FCCL approves merger with ACL
KARACHI: Fauji Cement Company Limited (FCCL), in its latest advisory on the Pakistan Stock Exchange (PSX), informed stakeholders of the Board’s approval of a proposed merger with Askari Cement Limited (ACL ).
Although shareholders will give the green light at an AGM, in accordance with the Companies Act 2017, this merger will transfer all of ACL’s properties, assets and liabilities to FCCL. In return, ACL shareholders will be granted a stake in FCCL under a 5: 1 share exchange program.
While FCCL has an outstanding capital of 1,379.815 million shares, according to Askari Cement’s two-year-old accounts, the company has issued 160 million shares to its existing owners. Under the indicated swap agreement, ACL shareholders will receive 800.493 million new FCCL shares. After the merger, the share capital of FCCL will increase to 2,180,309 million shares. This shouldn’t be of concern, however, said Misha Zahid at Arif Habib Limited.

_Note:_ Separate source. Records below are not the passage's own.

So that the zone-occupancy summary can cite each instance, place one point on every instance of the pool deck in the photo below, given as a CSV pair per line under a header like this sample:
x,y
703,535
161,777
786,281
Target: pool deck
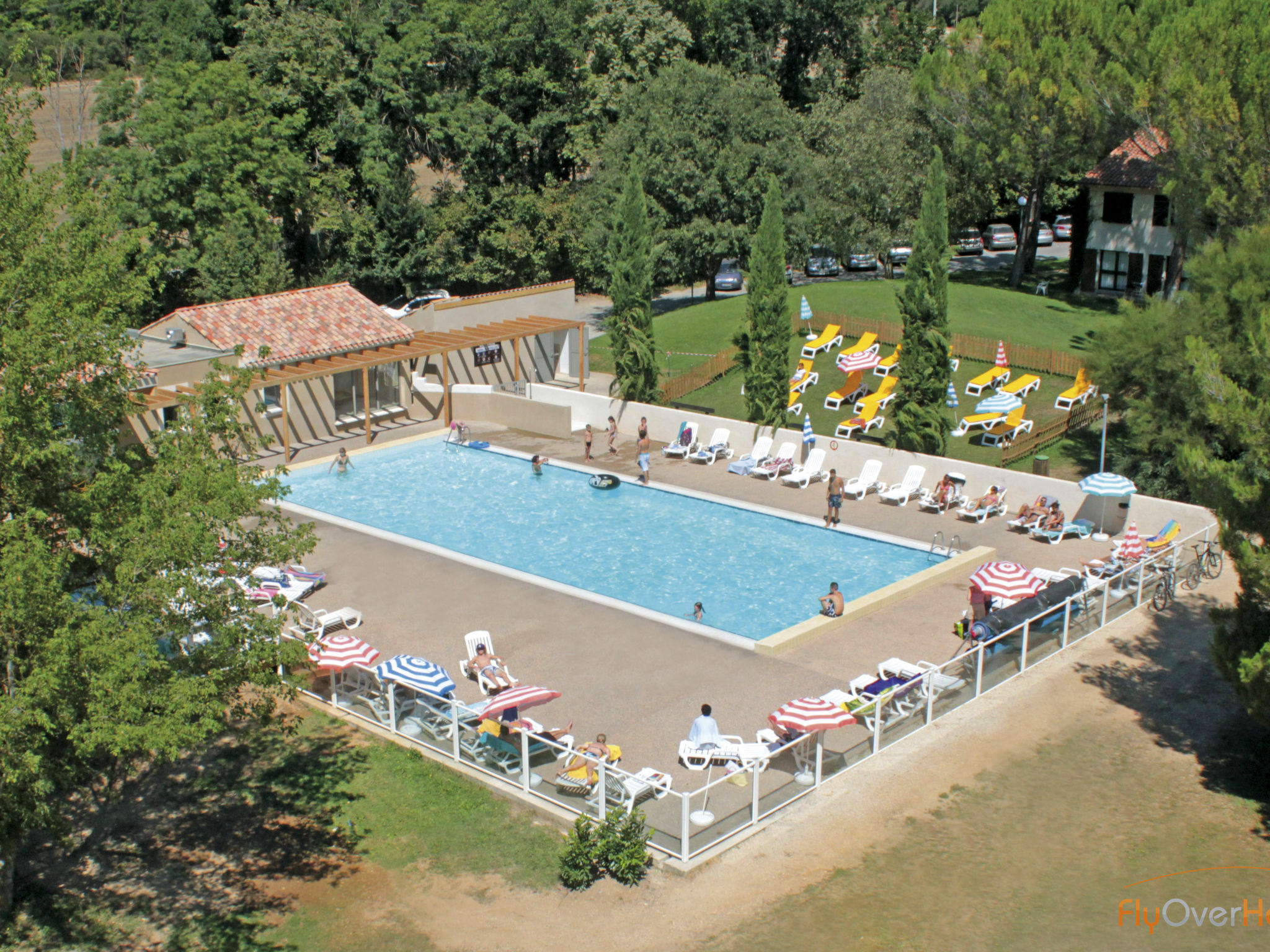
x,y
638,681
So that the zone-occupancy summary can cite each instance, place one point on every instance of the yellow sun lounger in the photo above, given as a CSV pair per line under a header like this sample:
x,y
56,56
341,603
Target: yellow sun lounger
x,y
830,337
985,420
991,377
882,397
809,377
888,363
863,423
1078,392
850,391
1023,386
1009,428
868,342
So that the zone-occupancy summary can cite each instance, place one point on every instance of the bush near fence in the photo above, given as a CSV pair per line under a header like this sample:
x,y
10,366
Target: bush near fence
x,y
1052,433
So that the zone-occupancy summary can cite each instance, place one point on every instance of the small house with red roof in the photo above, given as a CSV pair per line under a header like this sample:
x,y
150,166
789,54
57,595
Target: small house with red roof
x,y
1129,248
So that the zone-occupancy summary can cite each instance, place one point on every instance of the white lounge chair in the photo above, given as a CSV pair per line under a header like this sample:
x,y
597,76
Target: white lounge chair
x,y
717,447
470,641
803,474
316,621
906,488
860,485
758,455
780,464
683,444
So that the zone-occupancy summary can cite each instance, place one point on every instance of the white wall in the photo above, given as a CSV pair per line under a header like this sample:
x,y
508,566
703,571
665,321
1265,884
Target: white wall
x,y
850,456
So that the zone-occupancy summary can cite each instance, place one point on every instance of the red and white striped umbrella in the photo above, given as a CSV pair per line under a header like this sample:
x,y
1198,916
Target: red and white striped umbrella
x,y
342,650
1130,546
859,361
1008,580
521,697
810,714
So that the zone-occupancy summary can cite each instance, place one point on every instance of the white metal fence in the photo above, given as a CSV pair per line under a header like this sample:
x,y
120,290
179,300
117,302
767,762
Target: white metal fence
x,y
683,824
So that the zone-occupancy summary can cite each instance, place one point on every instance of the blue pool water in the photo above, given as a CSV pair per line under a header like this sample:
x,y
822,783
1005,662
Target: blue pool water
x,y
756,574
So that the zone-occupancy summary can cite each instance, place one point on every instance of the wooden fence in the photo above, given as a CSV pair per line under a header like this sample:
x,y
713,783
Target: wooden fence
x,y
1053,432
696,377
1024,356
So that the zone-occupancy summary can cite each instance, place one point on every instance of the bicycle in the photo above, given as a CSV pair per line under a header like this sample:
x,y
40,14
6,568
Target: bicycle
x,y
1209,558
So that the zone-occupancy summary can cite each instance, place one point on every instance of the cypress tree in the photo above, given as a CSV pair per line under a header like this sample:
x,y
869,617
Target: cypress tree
x,y
917,419
765,346
630,327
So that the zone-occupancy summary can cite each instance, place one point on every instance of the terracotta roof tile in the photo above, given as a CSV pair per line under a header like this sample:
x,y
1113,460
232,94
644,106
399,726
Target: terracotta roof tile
x,y
1132,163
295,325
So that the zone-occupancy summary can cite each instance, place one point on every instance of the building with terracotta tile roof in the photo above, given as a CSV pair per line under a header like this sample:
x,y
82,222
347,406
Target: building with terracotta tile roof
x,y
337,363
1129,248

The hierarchical order of cement
Relevantly, Askari Cement Limited has an annual capacity of 2.80 million tonnes compared to FCCL’s current capacity of 3.43 million tonnes. This implies an 82% increase in current capacity, which together with the announced expansion of FCCL of 2.05 million tonnes in the North (DG Khan, Punjab) and the expansion of 2 million tonnes of ACL , will make FCCL the third player in the country with a capacity of 10.3 million tonnes.
After the merger and expansion, ACL will add 47% to the total capacity (4.9 million tonnes out of a total of 10.3 million tonnes) of the new entity, while its current owners will hold nearly 37% of the shares (800 million shares out of 2,180 million shares). While this deal is beneficial to both ACL and FCCL, as the company’s combined market share will contribute to its increased presence in the North (third largest capacity in the region after BWCL increases by 2.16 million tonnes to 12 million tons and LUCK increases from 3.15 million tons to 15 million tons).
On the financial side, the book value of FCCL will increase from Rs 17.85 / share to Rs 21.78 / share, based on the latest financial data available (first quarter of fiscal year 21 for FCCL and fiscal year 20 for ACL) . Please check Exhibit 1. “Although we expected a slight dilution of profits of about 2%, please check Exhibit 2.”